120 is not that high. If you have fine-granular modules for re-use across multiple product lines, you need lots of projects. Yes, one can create several solutions for each line, but many times one needs to load all the projects especially feature teams that touch a little-bit everywhere.
How many projects do you consider to be a 'great number'? I ask because I do development in VS with solutions that contain around 300 projects and don't experience anything close to what I would consider 'really sludgy'.
My main project has ~30. But still I prefer to go one at a time, especially with a major version bump, for the sake of understanding exactly what breaks. Perhaps it's just a personal preference.
For personal projects it might be overkill depending on the scope. But if 2+ people are working on a constantly evolving system, shipping new features, and want consistency in the design system? It’s a solid foundation.
When over a thousand people work on a single project and tens to hundreds on a single submodule, there can be no real "personal taste" entering the equation or there will be trouble.
I agree but like everything with optimization and refactoring, the cost to move up towards a 100 offers less ROI in the end. I think if you're at 90 that's solid, no desire to be in the 100 club nor would I tell a client you need to be there.
I agree that pretending you have multiple clients sets up a more difficult bar to meet. I agree that bar might be overkill for some projects.

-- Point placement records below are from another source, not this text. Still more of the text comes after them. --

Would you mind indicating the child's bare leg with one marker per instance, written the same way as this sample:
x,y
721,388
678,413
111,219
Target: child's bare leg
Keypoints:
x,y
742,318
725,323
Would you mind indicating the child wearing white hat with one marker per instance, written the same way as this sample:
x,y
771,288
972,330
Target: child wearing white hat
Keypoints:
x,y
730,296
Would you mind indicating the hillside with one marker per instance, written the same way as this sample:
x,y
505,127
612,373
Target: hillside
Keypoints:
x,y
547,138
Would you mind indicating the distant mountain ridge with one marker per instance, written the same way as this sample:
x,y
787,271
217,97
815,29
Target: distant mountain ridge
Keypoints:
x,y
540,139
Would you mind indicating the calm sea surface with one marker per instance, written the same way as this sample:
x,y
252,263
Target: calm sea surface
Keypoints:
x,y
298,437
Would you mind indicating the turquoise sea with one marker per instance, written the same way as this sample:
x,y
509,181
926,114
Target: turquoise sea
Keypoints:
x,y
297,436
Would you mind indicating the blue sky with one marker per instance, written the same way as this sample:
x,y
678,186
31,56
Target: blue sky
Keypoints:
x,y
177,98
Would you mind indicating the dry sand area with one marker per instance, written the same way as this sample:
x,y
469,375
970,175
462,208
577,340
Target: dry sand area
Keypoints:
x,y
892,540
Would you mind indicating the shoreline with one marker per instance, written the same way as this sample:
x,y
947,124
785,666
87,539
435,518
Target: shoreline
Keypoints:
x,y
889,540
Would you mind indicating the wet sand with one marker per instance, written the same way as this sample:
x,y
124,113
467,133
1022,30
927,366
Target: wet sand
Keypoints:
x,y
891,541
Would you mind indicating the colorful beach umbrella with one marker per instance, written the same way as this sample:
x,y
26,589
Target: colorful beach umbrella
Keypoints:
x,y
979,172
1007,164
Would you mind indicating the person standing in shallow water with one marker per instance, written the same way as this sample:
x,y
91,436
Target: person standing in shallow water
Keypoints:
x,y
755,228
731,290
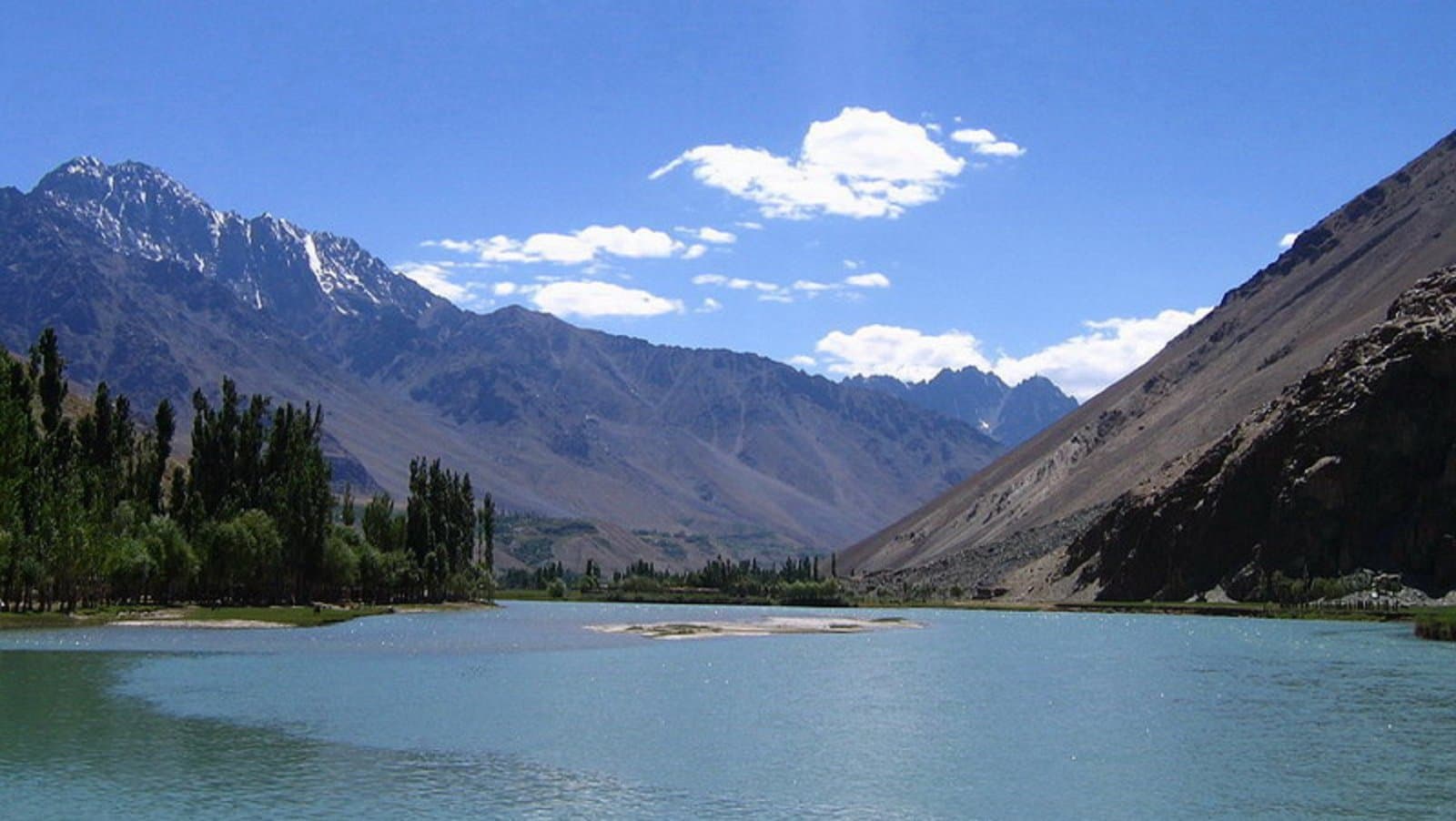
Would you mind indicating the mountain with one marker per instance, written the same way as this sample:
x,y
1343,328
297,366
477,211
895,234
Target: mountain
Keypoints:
x,y
1353,468
159,293
1011,415
1143,432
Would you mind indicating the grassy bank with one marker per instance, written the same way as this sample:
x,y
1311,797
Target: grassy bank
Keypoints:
x,y
1436,623
293,616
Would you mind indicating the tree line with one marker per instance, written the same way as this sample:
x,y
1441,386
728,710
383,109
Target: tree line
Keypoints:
x,y
795,581
94,510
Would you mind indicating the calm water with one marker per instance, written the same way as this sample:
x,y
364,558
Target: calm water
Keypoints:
x,y
521,712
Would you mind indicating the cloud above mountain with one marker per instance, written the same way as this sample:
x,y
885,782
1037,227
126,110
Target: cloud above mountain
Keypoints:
x,y
863,163
1082,364
582,247
594,299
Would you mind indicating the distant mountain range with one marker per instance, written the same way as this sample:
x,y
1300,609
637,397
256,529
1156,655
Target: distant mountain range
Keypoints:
x,y
159,293
1184,476
1011,415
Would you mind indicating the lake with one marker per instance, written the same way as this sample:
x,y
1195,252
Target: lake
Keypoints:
x,y
524,712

The idea that it is overkill for all projects is a leap I can't follow. Optimizing for greenfield development speed is something inexperienced devs often do, and that's what this feels like.
Tens to low hundreds possibly, but micro services can make things much worse as you scale to thousands of developers. The ultimate limit of any design is how much any one person can understand both from both a complexity standpoint and a rate off change standpoint. It’s the same issue that pushed people from goto > functions > libraries > ... Eventually you need another layer of abstraction.
For very large companies doing mergers etc things are always going to be in flux in ways that the startup world tends to ignore.
We had ~150 projects across about 1M LOC and 4 developers because they were being used like folders - they weren't really separate codebases, just a means of organising the code. We cut that down for a drastic improvement in speed.
From experience, the factor is more like 5-10. Depending on the complexity of the existing solution, and depending on the wealth of custom implementations, of course.
For sure. Next after selecting a low code monolithic stack we are informed that we can reuse low code solution, which is like a doubling down on the monolithic approach. But of course with 30 consultants.
> Scalability is often at odds with peak effectiveness
This is the astute point of this article. It transcends the domain at hand: interchangeable software developers. It basically hits any professional talent pool. It even applies to various tools, machines, products we use in every day life.
The question one has to ask is what price one is willing to pay for scalability. And whether you’re paying for something you really need or not.
> The way it usually works, if 1 of your 100 modules needs to be scaled, it probably means the overall monolith only needs a small amount of extra resources, since that module is only using 1% of the total. So it's not like you need to double the instances of the whole thing.
I could be wrong but doesn't monolith usually refer to one really heavy app? As soon as you go from needing 1 instance to 2 (because 1 of the 100 inner "modules" needs to be scaled), I would guess most of the time there's a high expense (lots of memory) in duplicating the entire monolith? Unless you can scale threads or something instead of the entire process... Or if the entire process doesn't initiate 100 modules as soon as it is started (although I imagine it would in most cases)
But this is a problem at large scale. Each language and stack carries a variety of overhead. The more of them you have, the higher the overhead is.
Say you run a factory, and everyone needs a hammer. When there's only two teams, two kinds of hammer is fine. But fast forward to 10 teams. Can you always get all of those hammers when you need them? What if team #3 needs extra support? You need to find a new engineer who knows hammer #3, or take an engineer off of team #6 and train them on how to use hammer #3. And if all the hammers need a slight modification specific to that company, you need to make 10 different modifications. And how will all the teams benefit from shared hammer tips-n-tricks if they all use different hammers? There's a lot more overhead than you think at first.